Feature Importance Insights:

Internet Traffic Usage (mb_used):

Importance: 32.30%
Significance: This feature is the most influential in predicting plan selection. High data usage is a strong indicator that a subscriber might benefit from the "Ultra" plan, which likely offers more data.

Number of Calls (calls):

Importance: 24.27%
Significance: The frequency of calls is a significant predictor, though less so than data usage. This suggests that frequent callers might also be more inclined toward a plan with higher allowances.

Total Call Duration (minutes):

Importance: 24.03%
Significance: This feature is as important as the number of calls. The total duration of calls complements the frequency of calls in determining the appropriate plan.

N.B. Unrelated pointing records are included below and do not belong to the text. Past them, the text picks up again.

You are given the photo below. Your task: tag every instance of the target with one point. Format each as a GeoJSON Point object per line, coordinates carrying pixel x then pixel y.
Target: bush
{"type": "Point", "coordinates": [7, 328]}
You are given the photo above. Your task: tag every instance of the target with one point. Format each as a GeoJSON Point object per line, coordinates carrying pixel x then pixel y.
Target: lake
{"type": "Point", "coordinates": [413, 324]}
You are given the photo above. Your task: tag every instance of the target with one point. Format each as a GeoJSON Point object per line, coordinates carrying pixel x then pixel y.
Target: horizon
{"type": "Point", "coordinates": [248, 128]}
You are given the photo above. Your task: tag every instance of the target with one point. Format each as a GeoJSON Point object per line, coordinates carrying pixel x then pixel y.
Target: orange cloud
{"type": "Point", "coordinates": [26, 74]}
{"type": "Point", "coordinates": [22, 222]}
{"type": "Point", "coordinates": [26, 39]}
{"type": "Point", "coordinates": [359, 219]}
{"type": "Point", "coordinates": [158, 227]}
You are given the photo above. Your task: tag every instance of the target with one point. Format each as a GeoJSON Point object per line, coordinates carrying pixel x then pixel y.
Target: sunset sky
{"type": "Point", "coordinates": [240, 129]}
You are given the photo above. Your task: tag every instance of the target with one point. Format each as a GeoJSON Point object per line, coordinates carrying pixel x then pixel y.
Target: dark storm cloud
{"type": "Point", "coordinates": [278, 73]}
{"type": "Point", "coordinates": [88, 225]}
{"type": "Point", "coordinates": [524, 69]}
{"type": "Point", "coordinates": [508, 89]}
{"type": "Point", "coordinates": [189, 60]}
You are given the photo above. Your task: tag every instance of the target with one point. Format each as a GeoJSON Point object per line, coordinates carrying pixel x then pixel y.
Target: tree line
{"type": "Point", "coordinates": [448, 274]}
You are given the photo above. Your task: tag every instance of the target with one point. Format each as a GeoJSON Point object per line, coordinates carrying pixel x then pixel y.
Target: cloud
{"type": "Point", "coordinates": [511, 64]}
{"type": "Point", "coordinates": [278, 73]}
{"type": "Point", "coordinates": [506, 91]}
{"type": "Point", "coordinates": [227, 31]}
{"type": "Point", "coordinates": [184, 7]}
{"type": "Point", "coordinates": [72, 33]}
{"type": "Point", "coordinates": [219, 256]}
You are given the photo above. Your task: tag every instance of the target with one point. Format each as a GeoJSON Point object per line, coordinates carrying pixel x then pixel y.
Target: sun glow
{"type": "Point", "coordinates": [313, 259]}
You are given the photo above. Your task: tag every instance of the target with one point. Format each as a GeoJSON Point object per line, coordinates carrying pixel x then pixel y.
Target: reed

Number of Text Messages (messages):

Importance: 19.41%
Significance: While less critical compared to data and call metrics, text message usage still impacts the plan choice. Subscribers with high text usage might also consider a plan that offers more messaging benefits.

Business Implications:

Plan Optimization: Megaline should consider emphasizing data usage in their marketing and plan design. Since internet traffic has the highest importance, offering competitive data packages and promotions could attract more subscribers to the "Ultra" plan.

Targeted Marketing: For subscribers who frequently use calls and have high total call durations, Megaline could tailor offers that highlight the advantages of the "Ultra" plan in terms of call benefits.

Strategic Focus: While text message usage is less critical, understanding that it still plays a role in decision-making can help in crafting comprehensive plans that cater to a variety of usage patterns.

Overall Summary:

The successful implementation of the RandomForestClassifier model and the insights from feature importance highlight the model's capability to make informed recommendations. By focusing on the most influential features—particularly data usage—Megaline can better align their offerings with subscriber needs and optimize their marketing strategies to promote the most suitable plans effectively.